Submitted to: Meeting Abstract
Publication Type: Abstract Only
Publication Acceptance Date: August 3, 1999
Publication Date: N/A
Technical Abstract: Expression of genes in genetically modified alfalfa requires gene promoters that regulate the inserted genes in a desired spatial and temporal pattern. Although a wide variety of promoters have been described from crop species, few have been tested for use in alfalfa. Using the beta-glucuronidase (GUS) reporter gene, we have characterized the expression patterns in transgenic alfalfa of several nominally strong constitutive promoters, a number of alfalfa gene promoters, and several inducible promoters from heterologous species. The 35S promoter from the cauliflower mosaic virus is highly expressed in most cells of many crop plants.
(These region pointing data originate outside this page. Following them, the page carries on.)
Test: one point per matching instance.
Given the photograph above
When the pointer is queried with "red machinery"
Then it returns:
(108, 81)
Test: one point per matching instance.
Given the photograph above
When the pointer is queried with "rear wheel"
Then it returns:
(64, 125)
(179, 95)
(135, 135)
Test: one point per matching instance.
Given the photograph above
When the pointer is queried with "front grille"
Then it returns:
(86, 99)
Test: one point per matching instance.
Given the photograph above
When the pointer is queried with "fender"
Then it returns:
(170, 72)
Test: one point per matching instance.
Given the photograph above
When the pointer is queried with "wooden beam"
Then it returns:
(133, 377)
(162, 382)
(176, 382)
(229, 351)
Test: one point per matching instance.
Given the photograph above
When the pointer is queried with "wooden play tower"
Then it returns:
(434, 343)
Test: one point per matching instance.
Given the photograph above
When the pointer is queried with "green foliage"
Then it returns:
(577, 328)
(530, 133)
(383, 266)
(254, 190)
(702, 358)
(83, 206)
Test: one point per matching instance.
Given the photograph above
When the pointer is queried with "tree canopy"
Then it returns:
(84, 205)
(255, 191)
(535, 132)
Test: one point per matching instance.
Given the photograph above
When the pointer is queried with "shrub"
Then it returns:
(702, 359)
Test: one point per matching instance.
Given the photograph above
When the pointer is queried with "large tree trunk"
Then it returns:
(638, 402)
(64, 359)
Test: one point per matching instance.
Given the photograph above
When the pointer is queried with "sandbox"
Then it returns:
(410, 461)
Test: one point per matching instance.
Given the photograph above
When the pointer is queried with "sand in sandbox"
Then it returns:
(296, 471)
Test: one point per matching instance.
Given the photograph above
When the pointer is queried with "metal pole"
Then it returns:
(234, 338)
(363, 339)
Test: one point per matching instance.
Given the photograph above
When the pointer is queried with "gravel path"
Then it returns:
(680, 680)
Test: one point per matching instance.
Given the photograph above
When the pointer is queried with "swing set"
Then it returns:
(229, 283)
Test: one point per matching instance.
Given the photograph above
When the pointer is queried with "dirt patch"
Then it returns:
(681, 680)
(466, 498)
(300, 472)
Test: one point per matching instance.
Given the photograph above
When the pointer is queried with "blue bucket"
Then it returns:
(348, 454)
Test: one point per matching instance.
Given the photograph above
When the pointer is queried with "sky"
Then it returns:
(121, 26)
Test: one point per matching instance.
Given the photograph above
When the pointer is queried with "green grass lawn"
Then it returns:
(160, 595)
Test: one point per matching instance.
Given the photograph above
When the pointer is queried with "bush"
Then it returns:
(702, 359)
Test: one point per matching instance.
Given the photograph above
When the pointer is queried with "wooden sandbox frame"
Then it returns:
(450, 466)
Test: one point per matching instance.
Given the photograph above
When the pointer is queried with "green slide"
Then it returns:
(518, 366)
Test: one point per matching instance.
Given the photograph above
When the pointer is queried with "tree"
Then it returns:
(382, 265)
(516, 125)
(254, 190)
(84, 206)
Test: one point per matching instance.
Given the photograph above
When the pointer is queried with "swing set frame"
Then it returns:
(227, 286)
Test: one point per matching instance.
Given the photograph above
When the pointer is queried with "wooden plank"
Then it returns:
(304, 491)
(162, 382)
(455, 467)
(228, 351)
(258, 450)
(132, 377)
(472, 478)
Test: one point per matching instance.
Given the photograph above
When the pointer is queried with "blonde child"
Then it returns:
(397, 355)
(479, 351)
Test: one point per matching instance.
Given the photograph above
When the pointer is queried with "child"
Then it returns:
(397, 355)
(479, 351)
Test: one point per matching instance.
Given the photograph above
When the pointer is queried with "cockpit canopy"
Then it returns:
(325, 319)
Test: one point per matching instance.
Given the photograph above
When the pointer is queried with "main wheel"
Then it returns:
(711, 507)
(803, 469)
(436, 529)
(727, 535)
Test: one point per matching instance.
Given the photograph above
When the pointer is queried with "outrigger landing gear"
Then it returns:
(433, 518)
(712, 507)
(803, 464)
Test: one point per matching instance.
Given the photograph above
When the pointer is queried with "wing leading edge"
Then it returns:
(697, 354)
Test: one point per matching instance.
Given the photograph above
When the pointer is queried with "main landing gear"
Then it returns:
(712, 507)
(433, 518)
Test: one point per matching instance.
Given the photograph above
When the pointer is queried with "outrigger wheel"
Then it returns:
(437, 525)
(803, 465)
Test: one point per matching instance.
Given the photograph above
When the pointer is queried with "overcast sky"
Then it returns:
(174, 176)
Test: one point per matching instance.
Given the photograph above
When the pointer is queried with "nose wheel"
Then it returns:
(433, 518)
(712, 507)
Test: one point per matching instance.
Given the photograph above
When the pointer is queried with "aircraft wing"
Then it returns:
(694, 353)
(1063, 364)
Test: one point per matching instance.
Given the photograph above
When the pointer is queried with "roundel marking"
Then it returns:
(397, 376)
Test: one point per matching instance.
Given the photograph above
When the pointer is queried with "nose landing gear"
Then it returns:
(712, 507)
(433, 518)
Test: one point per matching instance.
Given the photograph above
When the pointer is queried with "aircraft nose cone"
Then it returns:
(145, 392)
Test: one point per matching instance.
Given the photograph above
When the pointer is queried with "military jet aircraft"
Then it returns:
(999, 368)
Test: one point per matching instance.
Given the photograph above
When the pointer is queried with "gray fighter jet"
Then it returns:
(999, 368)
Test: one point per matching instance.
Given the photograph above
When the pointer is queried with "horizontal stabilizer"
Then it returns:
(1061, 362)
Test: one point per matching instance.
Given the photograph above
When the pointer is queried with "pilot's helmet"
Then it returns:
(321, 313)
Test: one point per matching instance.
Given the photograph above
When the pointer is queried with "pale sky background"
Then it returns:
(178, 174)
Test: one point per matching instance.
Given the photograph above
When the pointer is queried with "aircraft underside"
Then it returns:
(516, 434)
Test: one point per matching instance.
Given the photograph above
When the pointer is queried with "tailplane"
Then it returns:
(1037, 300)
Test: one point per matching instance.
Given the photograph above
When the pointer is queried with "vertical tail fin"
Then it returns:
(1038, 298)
GUS activity in alfalfa leaves driven by the 35S promoter is 10- to 30-fold lower on a total leaf protein basis compared to activity in tobacco and Arabidopsis leaves, and we have observed rapid declines in GUS activity in alfalfa leaves of some plants as plants become more mature. Promoters tested from heterologous plants have not demonstrated the same tissue specificity or level of expression as found in the original plant species. In alfalfa the Arabidopsis class III chitinase promoter lacks root-enhanced activity seen in Arabidopsis but is active in phloem and cambial cells of vascular tissues and is inducible by fungal pathogen infection. The potato protease inhibitor II (pin2) promoter has low constitutive activity in vascular tissues, root tips, and leaf mesophyll in alfalfa. Upon wounding leaves, GUS activity in leaves increases 2- to 3-fold over 24 hours. We have characterized a number of tissue-specific and inducible promoters that are suited for expressing new traits in alfalfa, although additional strong constitutive promoters are needed for biotechnology applications.